Thursday, September 25, 2008

Come To Your Husband's Rescue

Laura, a UK-based school professor was blissfully unaware of the messy
state of her husband's financial affairs until one dark day, she was
jolted by the threatening phone calls from a finance company demanding
immediate return of the money lent to her husband. She was in for more
shocks... The jewels in the locker of their safe was missing! It was
only then Laura came to know of the financial mess her husband was in.
He had heavily borrowed for unexplained reasons and sold the jewels to
raise finance.

She felt so devastated and betrayed that she started disparaging and
grilling him. Her daily grilling was so traumatising that her husband
threatened to stay away from home and his health deteriorated. She
panicked and realised that the confrontational attitude and the constant
running him down was only making matters worse and may even lead to
disastrous consequences. It did not take her long to decide that she
must play a constructive role so as to raise her husband's dipping morale.

*Better Half - Best Support*

Problems in the workplace, tottering business and consequent financial
problems, legal wrangles, implication in a crime, downslide in career,
complicated extramarital affairs - these are some of the crisis factors
that entangle the victim in a traumatising situation. The more sensitive
and chicken-hearted a person is greater the psychological damage
suffered by him. The sad fact is that in many a case the woman is kept
in the dark and the gravity of her husband's predicament is revealed to
her only at a later stage.

Some men, especially the introverted and uncommunicative ones keep their
women totally in the dark and hide the crisis from her. A sense of guilt
and shame prevent many from disclosing the facts of the situation. They
prefer suffering in silence rather than disturbing her peace. "My wife
is too nervous and fretful to bear the blow, hence I avoid confiding in
her and play down the seriousness of the problems on my career front,"
says David, a marketing company employee.

Those who cannot bottle up the inner conflicts and anxieties and who
depend a lot on their wives' support make a clean breast of every bit of
the crisis and share all their woes with her. What about couples who
don't get along well with each other, between whom a wall of bitterness
exists? In such cases, the husband may totally exclude her from the
messy goings-on or provide her as little insight as possible into his
troubles. But the fact is the wife can exercise a major influence and
can be the instrument of arresting her husband becoming a wreck. She can
make or mar the chances of his recovery.

*Rise Up To The Challenge*

Having lived with the man under the same roof for years, the wife cannot
fail to notice unmistakable symptoms of disturbed state of the man's
mind. According to Dr Meenakshi Martins, a psychiatrist and member,
State Commission for women, the first sign of mental disturbance is
listlessness and other early symptoms are withdrawal from everything,
eating too much, spending a lot of time with the Internet,
sleeplessness, heavy drinking, etc... As for long-term signs, Dr Martins
warns of hypertension, diabetes due to prolonged stress and mental
illness if there is a family history of mental illness and also ..
depending on the level of stress and his emotional coping ability.
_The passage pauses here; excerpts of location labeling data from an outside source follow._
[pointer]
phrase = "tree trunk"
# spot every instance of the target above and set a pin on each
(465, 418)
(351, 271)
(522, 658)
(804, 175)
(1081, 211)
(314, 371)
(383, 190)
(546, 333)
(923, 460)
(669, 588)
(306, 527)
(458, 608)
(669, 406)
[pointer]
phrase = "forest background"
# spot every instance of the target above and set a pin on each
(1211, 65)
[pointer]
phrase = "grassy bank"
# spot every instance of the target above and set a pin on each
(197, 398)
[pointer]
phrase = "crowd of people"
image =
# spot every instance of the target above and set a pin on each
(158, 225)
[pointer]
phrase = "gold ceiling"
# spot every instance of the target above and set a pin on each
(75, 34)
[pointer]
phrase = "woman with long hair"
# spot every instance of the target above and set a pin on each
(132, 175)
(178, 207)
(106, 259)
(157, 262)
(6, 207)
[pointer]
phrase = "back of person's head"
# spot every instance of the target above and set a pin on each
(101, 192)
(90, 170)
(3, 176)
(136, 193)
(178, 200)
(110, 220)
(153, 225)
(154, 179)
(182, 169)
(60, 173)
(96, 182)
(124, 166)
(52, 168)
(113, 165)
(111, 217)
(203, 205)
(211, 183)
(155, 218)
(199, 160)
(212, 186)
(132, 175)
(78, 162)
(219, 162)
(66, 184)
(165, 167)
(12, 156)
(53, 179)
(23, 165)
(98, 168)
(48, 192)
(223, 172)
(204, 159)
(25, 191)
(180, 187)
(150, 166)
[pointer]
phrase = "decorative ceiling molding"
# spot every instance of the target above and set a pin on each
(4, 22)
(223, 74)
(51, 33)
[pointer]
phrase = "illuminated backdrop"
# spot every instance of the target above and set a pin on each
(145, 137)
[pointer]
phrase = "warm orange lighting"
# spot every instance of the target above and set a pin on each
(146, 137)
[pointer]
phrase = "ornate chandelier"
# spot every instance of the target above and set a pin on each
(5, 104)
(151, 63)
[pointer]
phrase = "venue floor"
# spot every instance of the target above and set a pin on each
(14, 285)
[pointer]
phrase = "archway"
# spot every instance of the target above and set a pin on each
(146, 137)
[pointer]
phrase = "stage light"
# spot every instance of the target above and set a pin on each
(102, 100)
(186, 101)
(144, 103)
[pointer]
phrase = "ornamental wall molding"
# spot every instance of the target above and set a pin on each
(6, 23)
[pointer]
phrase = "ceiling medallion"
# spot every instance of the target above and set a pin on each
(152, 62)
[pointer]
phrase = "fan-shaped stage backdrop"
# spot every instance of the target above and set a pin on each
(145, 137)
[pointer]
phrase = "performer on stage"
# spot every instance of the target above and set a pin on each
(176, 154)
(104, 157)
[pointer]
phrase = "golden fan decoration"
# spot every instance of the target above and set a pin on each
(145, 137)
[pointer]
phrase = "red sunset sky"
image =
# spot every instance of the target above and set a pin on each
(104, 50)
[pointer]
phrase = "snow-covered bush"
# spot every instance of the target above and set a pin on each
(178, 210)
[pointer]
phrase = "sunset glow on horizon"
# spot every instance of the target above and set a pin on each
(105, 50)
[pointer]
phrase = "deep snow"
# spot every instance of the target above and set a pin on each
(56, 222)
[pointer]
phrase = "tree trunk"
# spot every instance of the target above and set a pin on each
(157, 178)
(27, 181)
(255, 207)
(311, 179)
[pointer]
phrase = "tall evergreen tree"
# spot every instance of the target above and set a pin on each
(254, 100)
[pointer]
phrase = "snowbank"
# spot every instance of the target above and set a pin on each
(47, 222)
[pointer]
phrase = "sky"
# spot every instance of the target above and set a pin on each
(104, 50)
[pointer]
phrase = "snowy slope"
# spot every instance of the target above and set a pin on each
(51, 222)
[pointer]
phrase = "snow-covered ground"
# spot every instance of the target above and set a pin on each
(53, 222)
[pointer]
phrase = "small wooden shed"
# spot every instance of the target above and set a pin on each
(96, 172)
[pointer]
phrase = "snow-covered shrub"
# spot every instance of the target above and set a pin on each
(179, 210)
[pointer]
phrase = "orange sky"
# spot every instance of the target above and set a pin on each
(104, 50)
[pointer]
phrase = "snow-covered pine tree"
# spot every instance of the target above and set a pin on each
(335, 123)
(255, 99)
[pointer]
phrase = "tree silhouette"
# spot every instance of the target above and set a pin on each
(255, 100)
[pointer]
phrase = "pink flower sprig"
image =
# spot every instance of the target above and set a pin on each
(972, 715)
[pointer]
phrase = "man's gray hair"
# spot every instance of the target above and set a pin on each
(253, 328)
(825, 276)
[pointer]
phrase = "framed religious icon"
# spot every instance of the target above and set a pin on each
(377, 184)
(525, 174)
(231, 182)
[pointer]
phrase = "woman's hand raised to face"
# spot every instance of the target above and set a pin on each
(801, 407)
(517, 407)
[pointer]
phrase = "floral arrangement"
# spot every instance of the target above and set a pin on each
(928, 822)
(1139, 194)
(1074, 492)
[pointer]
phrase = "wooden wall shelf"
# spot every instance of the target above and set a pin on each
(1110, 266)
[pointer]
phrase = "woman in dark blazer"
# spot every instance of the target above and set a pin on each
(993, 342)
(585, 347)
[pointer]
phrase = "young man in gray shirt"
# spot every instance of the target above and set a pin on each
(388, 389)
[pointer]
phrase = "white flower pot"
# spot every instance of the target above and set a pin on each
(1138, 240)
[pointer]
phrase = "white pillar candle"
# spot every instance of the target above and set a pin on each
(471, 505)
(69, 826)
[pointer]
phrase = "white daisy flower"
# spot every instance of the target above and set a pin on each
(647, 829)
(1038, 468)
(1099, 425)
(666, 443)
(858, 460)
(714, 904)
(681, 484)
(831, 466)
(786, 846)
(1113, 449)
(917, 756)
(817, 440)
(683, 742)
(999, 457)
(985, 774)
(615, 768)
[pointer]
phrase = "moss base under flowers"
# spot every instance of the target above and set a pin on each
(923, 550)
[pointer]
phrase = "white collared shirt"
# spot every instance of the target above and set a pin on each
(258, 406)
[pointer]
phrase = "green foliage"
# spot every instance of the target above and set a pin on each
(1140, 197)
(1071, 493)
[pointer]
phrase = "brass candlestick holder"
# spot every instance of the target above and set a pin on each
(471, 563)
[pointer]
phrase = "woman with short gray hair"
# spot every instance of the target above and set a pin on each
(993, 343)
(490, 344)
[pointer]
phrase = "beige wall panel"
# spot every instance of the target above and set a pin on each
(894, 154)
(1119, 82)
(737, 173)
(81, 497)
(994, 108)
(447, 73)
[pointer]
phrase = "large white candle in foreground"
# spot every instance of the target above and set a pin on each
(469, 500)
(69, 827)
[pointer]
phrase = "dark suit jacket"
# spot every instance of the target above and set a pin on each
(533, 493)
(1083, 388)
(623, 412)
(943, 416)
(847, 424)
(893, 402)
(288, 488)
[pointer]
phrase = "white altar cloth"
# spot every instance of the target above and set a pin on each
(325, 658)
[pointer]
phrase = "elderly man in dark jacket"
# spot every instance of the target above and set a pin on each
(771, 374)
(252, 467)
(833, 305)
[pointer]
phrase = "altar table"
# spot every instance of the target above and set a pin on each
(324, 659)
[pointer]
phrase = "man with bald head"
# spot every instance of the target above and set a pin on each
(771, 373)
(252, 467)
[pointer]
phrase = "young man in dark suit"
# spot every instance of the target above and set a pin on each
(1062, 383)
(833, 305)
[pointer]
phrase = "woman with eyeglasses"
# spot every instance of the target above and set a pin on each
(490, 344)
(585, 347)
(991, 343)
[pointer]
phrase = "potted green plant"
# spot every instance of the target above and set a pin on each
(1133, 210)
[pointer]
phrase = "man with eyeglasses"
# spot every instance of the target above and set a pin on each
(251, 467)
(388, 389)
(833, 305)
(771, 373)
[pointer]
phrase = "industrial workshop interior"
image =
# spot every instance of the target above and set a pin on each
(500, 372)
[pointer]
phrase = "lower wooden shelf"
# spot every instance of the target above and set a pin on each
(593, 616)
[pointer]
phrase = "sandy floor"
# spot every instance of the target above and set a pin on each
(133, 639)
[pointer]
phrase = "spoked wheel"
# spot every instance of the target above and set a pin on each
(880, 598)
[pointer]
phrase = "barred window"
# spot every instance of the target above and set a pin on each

Hypomania which is less harmful than full mania, suicidal tendencies,
irrational behaviour and emotional violence on women are described by
her as some of the serious symptoms.

Even if she does not have a clear picture of the whole mess; even if she
is not fully aware of what he is passing through, the early symptoms of
his inner turmoil should be enough to alert the wife and make her rise
to the occasion.

Here are a few important tips for successfully guiding your man through
the morass of complications, apprehensions and uncertainties bogging him
down:

Be all ears and eyes so that you are able to detect when and if anything
about him goes amiss and you can step in at the right moment and even
rescue him from what is threatening to be a grave crisis. There are
cases of women taking up the cudgels to redeem the honour of their
husbands. Even if he is not forthcoming, and suppresses serious facts
about his predicament, draw him out of his shell. Put your heads
together and explore various options to come out of the mess.

It is at times when the person's morale is at its lowest, it requires a
lot of concern and care to boost his morale. Psychologist Diane Papalia
says, "Spouses can help each other deal with stress by showing their
love and support and by helping each other understand what is happening
and how to deal with it." Avoid putdowns and demoralising remarks and
help him to cultivate positive outlook.

Men with low self-esteem and very little self-confidence may require
counselling sessions or psychiatric help during the crisis. Dr Martins
points out that if the stress is mild, emotional support can go a long
way in de-stressing but if the stress is serious, medical intervention
with the help of mental health professionals is required. But as Martins
remarks, "The most difficult situation is convincing the man about the
need for treatment." The man's ego comes in the way of admitting the
mental illness or depression.

Martins who deals with cases of abused women points out that the
affected men don't want to accept the mental illness and accuse the wife
of being paranoid and ask her to have a check-up. Timely steps taken to
revive the tumbling morale and boost his spirits as soon as the symptoms
are manifest, will go a long way in preventing his turning into a wreck
and who else but the man's life partner alone can do that.